Japan Geoscience Union Meeting 2024

Presentation information

[J] Oral

S (Solid Earth Sciences ) » S-TT Technology & Techniques

[S-TT38] Seismic Big Data Analysis Based on the State-of-the-Art of Bayesian Statistics

Mon. May 27, 2024 1:45 PM - 3:00 PM 202 (International Conference Hall, Makuhari Messe)

convener:Hiromichi Nagao(Earthquake Research Institute, The University of Tokyo), Aitaro Kato(Earthquake Research Institute, the University of Tokyo), Keisuke Yano(The Institute of Statistical Mathematics), Takahiro Shiina(National Institute of Advanced Industrial Science and Technology), Chairperson:Hiromichi Nagao(Earthquake Research Institute, The University of Tokyo), Aitaro Kato(Earthquake Research Institute, the University of Tokyo), Keisuke Yano(The Institute of Statistical Mathematics), Takahiro Shiina(National Institute of Advanced Industrial Science and Technology)

2:30 PM - 2:45 PM

[STT38-04] Early aftershock activity estimation by integrating seismic waveforms and earthquake catalog

★Invited Papers

*Kosuke Morikawa1, Hiromichi Nagao2, Ken Takahara1, Naoshi Hirata2 (1.Osaka University, 2.The University of Tokyo)

Keywords:Aftershock distribution, detection function, point process, seismic waveform

Large earthquakes frequently trigger a series of aftershock activities, which considerably reduce the signal-to-noise (SN) ratio in seismic waveforms and complicate aftershock detection. To address this issue, we propose a model that leverages detection probabilities and inferences from detected aftershock sequences. This model aims to mitigate the bias arising from the under-detection of aftershocks, a common obstacle in seismology.

However, modeling and estimating the detection function based on available data is inherently complex due to the dynamic nature of seismic events. Traditional methods have utilized a nonparametric detection function, estimated using earthquake catalog data. While these methods have been successful in estimating the global detection rate, they often fail to accurately capture local variations. This limitation underscores the need for more refined techniques capable of providing comprehensive insights into aftershock detection.
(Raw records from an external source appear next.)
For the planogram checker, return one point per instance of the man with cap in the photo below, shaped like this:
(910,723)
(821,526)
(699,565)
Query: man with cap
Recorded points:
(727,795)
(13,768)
In this presentation, we introduce a cutting-edge method that employs seismic waveform data to inform detection rates directly. For instance, in Hi-net, seismic waveforms are sampled at a high frequency of 100Hz. Such detailed information is crucial for addressing the bias caused by the under-detection of aftershocks, allowing for a more accurate and complete understanding of early aftershock activity. However, integrating waveforms with catalog data presents a significant hurdle due to discrepancies in sampled time points. We propose a unique integrated approach that combines seismic waveforms and earthquake catalog data to overcome this hurdle. This method utilizes a Bayesian framework to efficiently estimate related parameters, providing a robust and comprehensive model for aftershock detection. Our approach not only facilitates a more accurate estimation of detection functions but also significantly improves parameters on the aftershock activity, such as b-value.

We have applied our model to the 2016 Kumamoto earthquake, demonstrating its ability to effectively capture both global and local detection rates. The results show estimated $b$-values of around 1.4, which is notably higher than the 0.8 computed using previous methods. This significant increase in b-values indicates the enhanced capability of our proposed method to detect small aftershocks.

Consequently, our method provides a more accurate and nuanced understanding of aftershock activities, contributing valuable insights into seismic research and earthquake preparedness.